Saigon April 30, 1975

Millions of people around the world remember this date 40 years ago. Do you? It was the day those millions were changed forever and a day that signified a momentous sea change in American history. Today, April 30, 2015 is the 40th anniversary of the Fall of Saigon.

Last Days

The war that ended then is known as the American War in Vietnam. It ended a string of American  military victories and was the first in a series of subsequent miscalculations and military adventures that were unwinable – Desert Storm, Afghanistan and Iraq – not for lack of effort but because the playing field of war was changed in Vietnam. The official holiday in-coiuntry celebrates the Communist victory, but for those of us who love the South and admire its people it signifies their loss of heritage and homeland.

I’m not an apologist for America’s involvement in the American War, but as someone who has lived there I am deeply touched by the plight of the South Vietnamese who were victimized and persecuted following the fall of Saigon. April 30, 1975 signaled the commencement of what has become known as the Vietnamese Diaspora, the exodus of South Vietnamese people who supported the US government when the North Vietnamese overran their half of the divided country. Rory Kennedy’s documentary, Last Days In Vietnam, shows the chaos, desperation, and danger of those final days.

There are now more than 3 million “overseas Vietnamese,” 1.8 million of them in the US. Last night I watched the Kennedy film on PBS. It was the third time I’ve seen it and it never fails to move me. What moves me is not America’s loss, it’s the South Vietnamese people’s loss, the people who worked for and relied on the US, if not to win the war at least to protect them in the final days.

There are heroes and goats in the story. The US Ambassador, Graham Martin, an old fashioned cold warrior steadfastly refused to consider an exit plan even as the North Vietnamese raced south and encircled Saigon. Many US operatives ignored Martin’s order and began planning for a black ops exit but it was too late.

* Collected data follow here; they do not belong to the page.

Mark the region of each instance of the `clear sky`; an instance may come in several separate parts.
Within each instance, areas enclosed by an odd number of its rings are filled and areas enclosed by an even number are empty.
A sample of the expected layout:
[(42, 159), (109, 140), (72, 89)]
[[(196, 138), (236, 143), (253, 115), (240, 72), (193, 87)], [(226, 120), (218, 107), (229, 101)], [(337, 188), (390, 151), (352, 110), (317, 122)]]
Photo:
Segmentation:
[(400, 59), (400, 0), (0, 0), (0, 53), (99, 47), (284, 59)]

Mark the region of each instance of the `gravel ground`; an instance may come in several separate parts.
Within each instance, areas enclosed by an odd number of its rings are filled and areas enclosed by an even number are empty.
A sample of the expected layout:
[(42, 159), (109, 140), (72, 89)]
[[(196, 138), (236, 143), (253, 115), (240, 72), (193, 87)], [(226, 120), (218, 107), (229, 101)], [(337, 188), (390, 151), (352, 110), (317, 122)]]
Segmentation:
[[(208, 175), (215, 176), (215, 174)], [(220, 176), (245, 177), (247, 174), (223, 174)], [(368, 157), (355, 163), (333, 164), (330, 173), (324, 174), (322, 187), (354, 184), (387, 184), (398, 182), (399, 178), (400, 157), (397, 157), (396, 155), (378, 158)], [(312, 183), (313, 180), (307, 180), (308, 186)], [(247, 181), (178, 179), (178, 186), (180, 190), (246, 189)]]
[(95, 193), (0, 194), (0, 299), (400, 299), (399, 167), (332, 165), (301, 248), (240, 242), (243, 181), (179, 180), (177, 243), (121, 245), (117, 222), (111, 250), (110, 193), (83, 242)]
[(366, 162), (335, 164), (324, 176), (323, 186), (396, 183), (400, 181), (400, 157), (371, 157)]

My friend, John Riordan, who was vice-president of Citibank in Saigon is one of the heroes. Against company and government orders he put himself in danger and saved the lives of 106 Vietnamese Citibank employees and family members by arranging a harrowing escape to the airport and passage to Guam on US government aircraft. There are now more than 250 of John’s “family” and they meet periodically to celebrate their good fortune. He was featured on CBS’s 60 Minutes last year and has recently written a book about how he pulled it off.


If you’re a morning newshound, John is going to tell his story on CBS This Morning with Charlie Rose and Nora O’Donnell today (the 30th). Like so many stories from “the last days” it is a story of courage, honor, and selflessness. That is what this anniversary means to me. It’s not about the war or the mistakes that were made or the tragic deaths of 58,000 Americans, 2 million civilians (on both sides), 1.1 million North Vietnamese and Viet Cong soldiers, and 250,000 South Vietnamese soldiers.

This date is a memorial to the dead on both sides, but after 40 years it also reminds us that though war is indeed hell those that survive can heal and prosper. I have never met such an energetic, determined, hard working population as the Vietnamese of the diaspora, people who left with nothing and have succeeded against unimaginable odds

But the wounds of the American War are deep and enduring. There is a new book by Viet Thanh Nguyen, a writer born in Vietnam but raised in America. The Sympathizer’s narrator is a soldier whose story of duplicity, conflicted feelings, and the exhaustion of war mirror the feelings of many first and second generation Vietnamese. Mr. Nguyen’s Op-Ed in the Sunday Review of last week’s New York Times is a harsh indictment of those who think the war ended on April 30, 1975. It’s well worth reading:

The Sympathizer

As someone of the Vietnam War generation I have seen the country from the beginning of the American War to the current growing prosperity. I was a co-pilot on Pan Am’s first flight into Saigon after the Tet Offensive in 1968, and watched as South Vietnamese pilots flying AD Skyraiders bombed and strafed a Viet Cong enclave just north of the runway. From 2009 -2013 I went back as manager of the Saigon office of a large US humanitarian organization called East Meets West Foundation. It was an honor to be there doing good works instead of waging war.

I hope this short piece helps remind us all that we can do better when we energize and appeal to our better selves.